The judge overseeing Dominion Voting Systems’ massive defamation case against Fox News said Wednesday that he plans to appoint an outside attorney to investigate whether the right-wing network lied to the court to withhold key evidence, after repeatedly expressing exasperation and frustration with Fox’s attorneys.

“I am very concerned… that there have been misrepresentations to the court. This is very serious,” Delaware Superior Court Judge Eric Davis said Wednesday at a pretrial hearing in Wilmington.

The extraordinary move, on the brink of the trial starting next week, is the latest blow to Fox News as it tries to fend off the $1.6 billion defamation lawsuit that Dominion filed in the wake of the 2020 presidential election.

Davis said he would appoint a so-called “special master” to investigate whether Fox previously made assertions to the court that were “untrue or negligent” when it said Rupert Murdoch was only an officer at Fox Corporation and didn’t have any role in Fox News – and when it said it had fulfilled all its obligations in the discovery process.

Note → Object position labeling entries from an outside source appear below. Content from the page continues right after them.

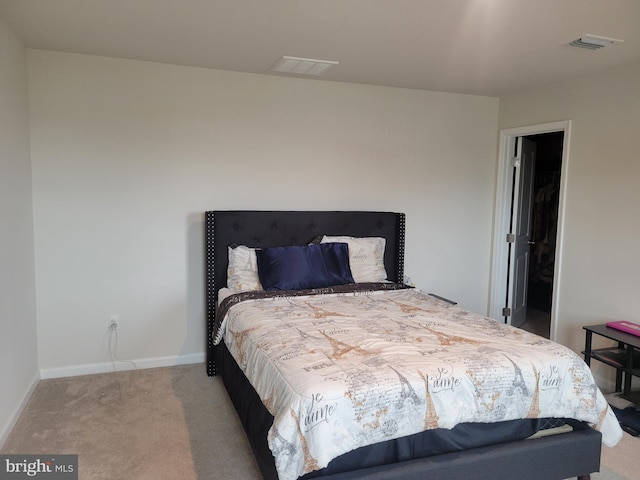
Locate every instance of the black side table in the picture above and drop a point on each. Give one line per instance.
(625, 358)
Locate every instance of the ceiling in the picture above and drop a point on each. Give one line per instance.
(483, 47)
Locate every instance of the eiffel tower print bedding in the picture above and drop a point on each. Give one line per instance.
(350, 366)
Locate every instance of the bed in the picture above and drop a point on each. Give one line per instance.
(497, 447)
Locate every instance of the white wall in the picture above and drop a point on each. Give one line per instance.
(127, 156)
(18, 345)
(600, 258)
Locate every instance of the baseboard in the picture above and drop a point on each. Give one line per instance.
(13, 418)
(107, 367)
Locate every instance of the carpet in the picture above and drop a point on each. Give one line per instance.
(167, 423)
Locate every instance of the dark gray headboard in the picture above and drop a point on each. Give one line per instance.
(277, 228)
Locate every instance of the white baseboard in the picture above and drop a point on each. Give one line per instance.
(15, 415)
(107, 367)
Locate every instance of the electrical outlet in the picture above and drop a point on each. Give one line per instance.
(114, 320)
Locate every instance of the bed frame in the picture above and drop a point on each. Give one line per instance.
(572, 454)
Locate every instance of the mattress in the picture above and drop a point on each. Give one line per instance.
(343, 368)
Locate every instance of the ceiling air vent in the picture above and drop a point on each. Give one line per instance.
(302, 66)
(593, 42)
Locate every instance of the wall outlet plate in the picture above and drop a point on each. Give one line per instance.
(114, 318)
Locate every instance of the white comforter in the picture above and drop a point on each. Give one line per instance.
(341, 371)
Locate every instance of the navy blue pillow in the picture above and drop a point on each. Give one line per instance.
(298, 267)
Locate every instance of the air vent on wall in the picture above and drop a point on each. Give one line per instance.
(302, 66)
(593, 42)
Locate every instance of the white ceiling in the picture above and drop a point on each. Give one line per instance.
(485, 47)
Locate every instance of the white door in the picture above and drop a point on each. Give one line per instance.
(520, 238)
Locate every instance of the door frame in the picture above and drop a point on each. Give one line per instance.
(502, 218)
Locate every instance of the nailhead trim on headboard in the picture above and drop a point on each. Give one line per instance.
(276, 228)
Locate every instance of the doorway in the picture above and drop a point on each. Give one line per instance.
(528, 226)
(543, 223)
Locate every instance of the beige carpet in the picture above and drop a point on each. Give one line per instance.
(168, 423)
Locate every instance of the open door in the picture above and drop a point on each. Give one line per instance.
(520, 236)
(525, 276)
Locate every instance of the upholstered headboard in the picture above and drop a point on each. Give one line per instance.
(277, 228)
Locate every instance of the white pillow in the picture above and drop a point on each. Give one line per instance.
(242, 271)
(366, 257)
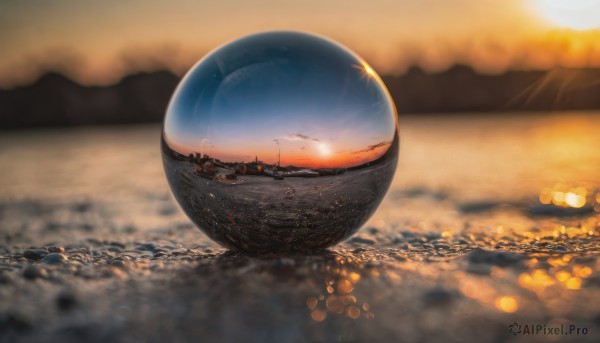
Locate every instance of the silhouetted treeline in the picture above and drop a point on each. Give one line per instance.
(142, 98)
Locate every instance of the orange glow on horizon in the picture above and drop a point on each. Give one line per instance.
(321, 156)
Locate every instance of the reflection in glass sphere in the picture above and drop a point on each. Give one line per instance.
(280, 141)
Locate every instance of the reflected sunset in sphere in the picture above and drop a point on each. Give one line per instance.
(280, 141)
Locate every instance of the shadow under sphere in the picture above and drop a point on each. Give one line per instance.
(280, 141)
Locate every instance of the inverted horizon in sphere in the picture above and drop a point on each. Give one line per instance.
(314, 126)
(303, 103)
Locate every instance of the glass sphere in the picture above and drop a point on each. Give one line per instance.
(280, 141)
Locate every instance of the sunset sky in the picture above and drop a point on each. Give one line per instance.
(99, 42)
(311, 99)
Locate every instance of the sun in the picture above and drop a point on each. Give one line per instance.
(572, 14)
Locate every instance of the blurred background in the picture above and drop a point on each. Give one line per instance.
(79, 63)
(493, 217)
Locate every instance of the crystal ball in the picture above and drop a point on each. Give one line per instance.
(280, 141)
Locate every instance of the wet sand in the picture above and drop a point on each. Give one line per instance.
(93, 246)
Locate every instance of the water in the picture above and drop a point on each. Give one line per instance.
(504, 158)
(461, 247)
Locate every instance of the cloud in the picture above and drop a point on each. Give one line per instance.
(296, 137)
(372, 147)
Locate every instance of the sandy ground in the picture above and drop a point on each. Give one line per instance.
(94, 248)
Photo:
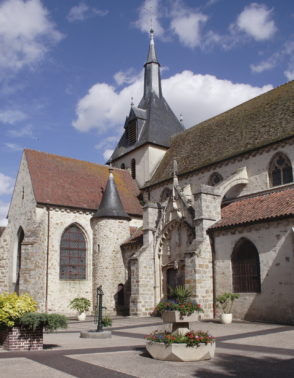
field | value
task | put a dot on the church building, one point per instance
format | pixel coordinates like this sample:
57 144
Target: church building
210 207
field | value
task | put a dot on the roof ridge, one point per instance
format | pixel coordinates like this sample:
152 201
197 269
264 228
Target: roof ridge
71 158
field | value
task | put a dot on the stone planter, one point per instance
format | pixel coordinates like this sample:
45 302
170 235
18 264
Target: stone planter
226 318
82 316
180 352
175 317
16 338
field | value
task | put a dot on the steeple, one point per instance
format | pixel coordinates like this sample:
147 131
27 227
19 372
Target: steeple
111 206
152 80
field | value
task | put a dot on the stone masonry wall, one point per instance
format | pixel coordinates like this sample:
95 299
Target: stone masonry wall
108 265
61 292
274 242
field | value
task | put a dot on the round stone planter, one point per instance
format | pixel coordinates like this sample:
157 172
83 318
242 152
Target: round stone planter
175 317
180 352
226 318
82 316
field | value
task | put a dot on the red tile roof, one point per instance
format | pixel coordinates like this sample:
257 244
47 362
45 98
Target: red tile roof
136 237
63 181
278 204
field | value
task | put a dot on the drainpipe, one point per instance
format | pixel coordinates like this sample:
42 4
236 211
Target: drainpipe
47 258
211 237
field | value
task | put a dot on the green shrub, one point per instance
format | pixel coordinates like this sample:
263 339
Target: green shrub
225 301
49 322
13 307
80 304
106 321
180 293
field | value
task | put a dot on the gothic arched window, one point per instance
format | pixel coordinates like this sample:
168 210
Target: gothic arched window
73 254
214 179
133 168
245 267
280 171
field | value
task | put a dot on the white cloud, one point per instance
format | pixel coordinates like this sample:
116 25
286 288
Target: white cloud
289 74
26 33
6 184
82 11
107 153
147 12
11 116
3 213
197 97
126 77
256 21
14 146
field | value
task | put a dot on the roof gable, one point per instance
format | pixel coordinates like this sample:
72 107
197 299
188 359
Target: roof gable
68 182
263 120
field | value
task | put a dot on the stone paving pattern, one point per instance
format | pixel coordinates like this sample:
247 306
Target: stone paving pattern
243 349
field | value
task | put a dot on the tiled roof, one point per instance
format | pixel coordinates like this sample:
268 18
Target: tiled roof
136 237
63 181
263 120
265 207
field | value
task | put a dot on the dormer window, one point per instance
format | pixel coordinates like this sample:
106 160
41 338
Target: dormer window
132 132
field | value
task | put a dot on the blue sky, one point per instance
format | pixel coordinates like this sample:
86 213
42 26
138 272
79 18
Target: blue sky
69 68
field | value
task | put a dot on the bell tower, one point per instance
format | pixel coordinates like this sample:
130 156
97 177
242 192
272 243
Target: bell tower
148 127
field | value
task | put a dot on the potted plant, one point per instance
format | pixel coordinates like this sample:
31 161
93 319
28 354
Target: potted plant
193 346
180 308
225 302
21 327
81 305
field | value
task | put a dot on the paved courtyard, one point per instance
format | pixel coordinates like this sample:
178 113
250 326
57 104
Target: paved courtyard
243 350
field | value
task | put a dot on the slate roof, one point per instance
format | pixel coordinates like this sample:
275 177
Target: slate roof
110 205
1 230
158 127
264 207
68 182
263 120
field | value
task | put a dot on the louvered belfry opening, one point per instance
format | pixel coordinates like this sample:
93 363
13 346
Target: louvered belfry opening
132 132
245 267
280 170
73 254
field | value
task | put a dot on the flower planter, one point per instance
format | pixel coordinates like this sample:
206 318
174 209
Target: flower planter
82 316
180 352
16 338
226 318
175 317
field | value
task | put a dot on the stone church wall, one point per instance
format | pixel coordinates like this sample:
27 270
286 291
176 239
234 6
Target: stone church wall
274 243
257 164
61 292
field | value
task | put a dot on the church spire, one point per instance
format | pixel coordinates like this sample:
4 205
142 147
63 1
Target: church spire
152 80
111 206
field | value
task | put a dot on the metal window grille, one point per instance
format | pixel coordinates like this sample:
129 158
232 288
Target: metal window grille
73 254
246 268
215 178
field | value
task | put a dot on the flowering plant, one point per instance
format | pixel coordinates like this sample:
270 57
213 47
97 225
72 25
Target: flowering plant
191 338
186 308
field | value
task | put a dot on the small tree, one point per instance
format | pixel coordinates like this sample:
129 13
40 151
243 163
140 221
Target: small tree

This distinction about Murdoch may have narrowed what Fox turned over as part of the discovery process – like internal emails, text messages and other material.

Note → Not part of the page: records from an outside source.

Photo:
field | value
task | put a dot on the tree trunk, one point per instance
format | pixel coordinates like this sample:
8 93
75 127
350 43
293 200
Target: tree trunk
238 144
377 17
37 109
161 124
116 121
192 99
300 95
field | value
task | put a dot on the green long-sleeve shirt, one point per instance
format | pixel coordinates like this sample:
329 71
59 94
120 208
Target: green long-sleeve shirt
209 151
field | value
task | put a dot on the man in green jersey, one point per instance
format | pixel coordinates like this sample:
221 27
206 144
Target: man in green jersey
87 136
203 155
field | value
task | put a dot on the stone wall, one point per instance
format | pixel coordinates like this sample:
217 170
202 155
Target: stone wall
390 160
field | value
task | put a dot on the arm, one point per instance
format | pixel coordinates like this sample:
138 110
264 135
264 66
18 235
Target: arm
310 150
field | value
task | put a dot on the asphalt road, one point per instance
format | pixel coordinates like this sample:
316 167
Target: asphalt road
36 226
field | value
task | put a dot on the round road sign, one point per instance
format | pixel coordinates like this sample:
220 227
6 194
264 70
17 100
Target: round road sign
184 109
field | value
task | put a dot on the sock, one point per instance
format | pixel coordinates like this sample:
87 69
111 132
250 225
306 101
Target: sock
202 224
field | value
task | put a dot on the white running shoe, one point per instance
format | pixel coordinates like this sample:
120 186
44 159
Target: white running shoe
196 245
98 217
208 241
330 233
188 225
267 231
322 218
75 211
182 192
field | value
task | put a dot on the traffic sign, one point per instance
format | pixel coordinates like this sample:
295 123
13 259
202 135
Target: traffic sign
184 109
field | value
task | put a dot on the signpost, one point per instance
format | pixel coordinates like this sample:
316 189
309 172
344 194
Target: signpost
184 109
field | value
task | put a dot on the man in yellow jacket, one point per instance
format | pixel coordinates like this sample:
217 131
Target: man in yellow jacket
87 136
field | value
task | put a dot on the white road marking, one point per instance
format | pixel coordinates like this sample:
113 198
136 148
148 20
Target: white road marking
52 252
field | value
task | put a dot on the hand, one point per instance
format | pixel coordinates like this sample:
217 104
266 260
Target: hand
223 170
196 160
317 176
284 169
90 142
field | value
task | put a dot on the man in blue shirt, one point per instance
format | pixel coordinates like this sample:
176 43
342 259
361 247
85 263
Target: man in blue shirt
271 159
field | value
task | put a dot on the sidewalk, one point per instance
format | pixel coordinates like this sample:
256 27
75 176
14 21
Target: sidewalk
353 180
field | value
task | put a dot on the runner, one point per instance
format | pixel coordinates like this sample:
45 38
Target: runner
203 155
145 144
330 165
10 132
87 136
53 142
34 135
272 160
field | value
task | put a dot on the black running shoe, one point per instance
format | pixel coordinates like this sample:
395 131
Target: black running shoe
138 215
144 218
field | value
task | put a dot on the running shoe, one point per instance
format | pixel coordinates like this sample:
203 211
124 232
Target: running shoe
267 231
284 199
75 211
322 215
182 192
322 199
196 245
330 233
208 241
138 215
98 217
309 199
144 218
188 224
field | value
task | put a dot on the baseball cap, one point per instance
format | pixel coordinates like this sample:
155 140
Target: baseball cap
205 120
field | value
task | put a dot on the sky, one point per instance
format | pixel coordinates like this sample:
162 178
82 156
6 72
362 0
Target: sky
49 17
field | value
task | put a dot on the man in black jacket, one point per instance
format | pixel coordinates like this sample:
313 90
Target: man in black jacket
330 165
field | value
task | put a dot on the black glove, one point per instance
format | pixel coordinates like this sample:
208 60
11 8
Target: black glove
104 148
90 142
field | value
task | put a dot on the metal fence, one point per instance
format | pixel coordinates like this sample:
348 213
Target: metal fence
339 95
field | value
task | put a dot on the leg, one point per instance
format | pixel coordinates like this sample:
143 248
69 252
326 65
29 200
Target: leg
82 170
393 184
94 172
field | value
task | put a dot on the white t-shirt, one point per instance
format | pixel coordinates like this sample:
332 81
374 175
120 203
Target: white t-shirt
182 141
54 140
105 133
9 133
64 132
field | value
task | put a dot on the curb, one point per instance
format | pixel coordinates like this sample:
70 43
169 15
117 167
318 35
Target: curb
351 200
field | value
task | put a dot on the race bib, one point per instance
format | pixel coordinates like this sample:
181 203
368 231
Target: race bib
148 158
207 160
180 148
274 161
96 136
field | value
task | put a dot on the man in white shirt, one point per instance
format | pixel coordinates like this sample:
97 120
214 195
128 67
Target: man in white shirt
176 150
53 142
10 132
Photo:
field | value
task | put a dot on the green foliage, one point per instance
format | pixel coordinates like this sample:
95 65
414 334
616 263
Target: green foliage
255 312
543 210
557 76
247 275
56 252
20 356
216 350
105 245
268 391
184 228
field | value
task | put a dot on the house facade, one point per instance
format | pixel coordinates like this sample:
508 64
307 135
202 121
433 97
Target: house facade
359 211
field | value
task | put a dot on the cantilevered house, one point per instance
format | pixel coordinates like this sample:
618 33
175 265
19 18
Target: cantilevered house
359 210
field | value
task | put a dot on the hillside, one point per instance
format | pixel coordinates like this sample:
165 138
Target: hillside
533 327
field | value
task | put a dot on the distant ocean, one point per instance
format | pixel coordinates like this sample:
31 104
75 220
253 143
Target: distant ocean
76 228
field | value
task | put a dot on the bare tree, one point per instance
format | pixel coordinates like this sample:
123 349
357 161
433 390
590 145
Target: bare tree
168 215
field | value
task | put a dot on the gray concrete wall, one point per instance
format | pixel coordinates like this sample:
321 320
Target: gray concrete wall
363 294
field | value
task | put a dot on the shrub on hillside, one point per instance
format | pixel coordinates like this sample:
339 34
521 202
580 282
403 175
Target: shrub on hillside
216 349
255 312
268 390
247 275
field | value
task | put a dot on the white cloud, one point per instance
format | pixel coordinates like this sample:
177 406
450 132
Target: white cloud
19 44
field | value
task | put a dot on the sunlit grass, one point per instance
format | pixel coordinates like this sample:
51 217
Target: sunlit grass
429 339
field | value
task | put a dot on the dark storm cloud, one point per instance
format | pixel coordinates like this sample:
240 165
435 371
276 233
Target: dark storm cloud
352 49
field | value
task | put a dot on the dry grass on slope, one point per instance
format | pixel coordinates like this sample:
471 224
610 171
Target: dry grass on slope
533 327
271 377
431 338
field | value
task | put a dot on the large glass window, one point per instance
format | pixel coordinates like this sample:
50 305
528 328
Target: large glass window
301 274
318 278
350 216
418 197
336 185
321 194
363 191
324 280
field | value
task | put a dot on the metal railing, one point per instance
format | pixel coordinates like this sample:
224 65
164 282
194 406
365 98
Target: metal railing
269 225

“I’m very uncomfortable right now,” Davis said, after dressing down Fox’s lawyers from the bench.

The special master will look into what sanctions might be appropriate against Fox, including potentially instructing jurors in the case that Fox inappropriately blocked Dominion from obtaining key evidence.

The judge ordered Fox to preserve “any and all communications” related to the Murdoch issue.

Fox denies wrongdoing and says it properly disclosed Murdoch’s roles in its public financial filings. Fox attorney Dan Webb said Wednesday that “nobody intentionally withheld information” from Dominion.